By contrast, Schwab added 388,000 new customers in the March period, ending with 5.9 million active accounts holding $542 billion in customer assets. About 2.5 million of those were considered active online accounts, and they held $219 billion in assets. Also, E*Trade attracted 233,000 new accounts in the March quarter, bringing its total to 909,000 as of March 31. Its customer assets jumped 39% in the period to $21.1 billion.

However, DLJdirect took in $141.5 in commissions per average active account during the first quarter, up 34% from the $105.8 in the year-ago period. That compares favorably to E*Trade, which saw average trading revenue per account rise 24% year-over-year to $123 in the March quarter. However, a good chunk of E*Trade's accounts are less active employee retirement accounts.
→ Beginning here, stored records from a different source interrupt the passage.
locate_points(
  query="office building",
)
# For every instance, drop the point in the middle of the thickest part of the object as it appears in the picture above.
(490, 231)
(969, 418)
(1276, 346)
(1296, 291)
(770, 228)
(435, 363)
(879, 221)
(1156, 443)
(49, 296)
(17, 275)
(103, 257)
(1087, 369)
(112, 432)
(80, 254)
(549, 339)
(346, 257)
So the comparison isn't apples to apples. Still, it does suggest per account commission revenues is increasing nicely at DLJdirect.

What this all suggests is that DLJdirect has a relatively attractive customer base; it just needs to increase that base. For the twelve months ending in March, the company spent just over $23 million on advertising, putting the average acquisition cost per customer at $281. For the March period, the cost per new customer dropped to $185. That's in the ballpark with E*Trade, where customer acquisition costs fell to $257 last quarter from $310 in the December period. Similarly, number six online broker Ameritrade (Nasdaq: AMTD) spent $178 on advertising per net new customer last quarter after spending $200 per customer in the December period. Depending upon what kind assumptions you make about the lifetime value of a customer, all of these firms could afford to spend more and still generate positive economic returns. Some analysts put the threshold point at $500. I think it may be much higher.

DLJdirect will receive the net proceeds from the sale of 11 million shares, with the money raised from the other 5 million shares going to the parent DLJ. So the online broker will get about $203.5 million, according to the prospectus. It plans to spend a total of $65 million on ads this year, with most of that paid for by the offering. Yet, part of the money raised will go to pay a note issued to an affiliate while another portion will be used to pay down its revolving credit facility. The prospectus puts the balance at $93.8 million, or $124.6 million if the underwriters opt for the over-allotment.

How many new customers can DLJdirect attract based on a $200 per account acquisition cost? Based on the current planned ad expenditures, the company could more than double its active account base by adding perhaps 295,000 new accounts. Though DLJdirect will be spending to build up its facilities, hire new staff, and expand into Europe, some additional portion of the offering could be used to fund customer acquisition. So the cash infusion should boost DLJDirect's standing significantly, assuming its marketing can compete with the slick ads from E*Trade and Ameritrade.

However, competition for customers will only heat up as number three online broker, Toronto-Dominion Bank's (NYSE: TD) Waterhouse Securities, plans to raise $1 billion in an offering next month and number ten player National Discount Broker (NYSE: NDB) looks to raise more cash. Also, DLJdirect is a tracking stock, which means that parent DLJ has the right to exchange its stock for shares of DLJdirect at just a 10% to 15% premium. Also, DLJ can offer online trading to its full-service brokerage customers or even open a competing online brokerage unit. These things may not be much to worry about, but they point to restrictions that have perhaps kept other tracking stocks, like ZDNet (Nasdaq: ZDZ), from lifting off as much as genuine Net spin-offs.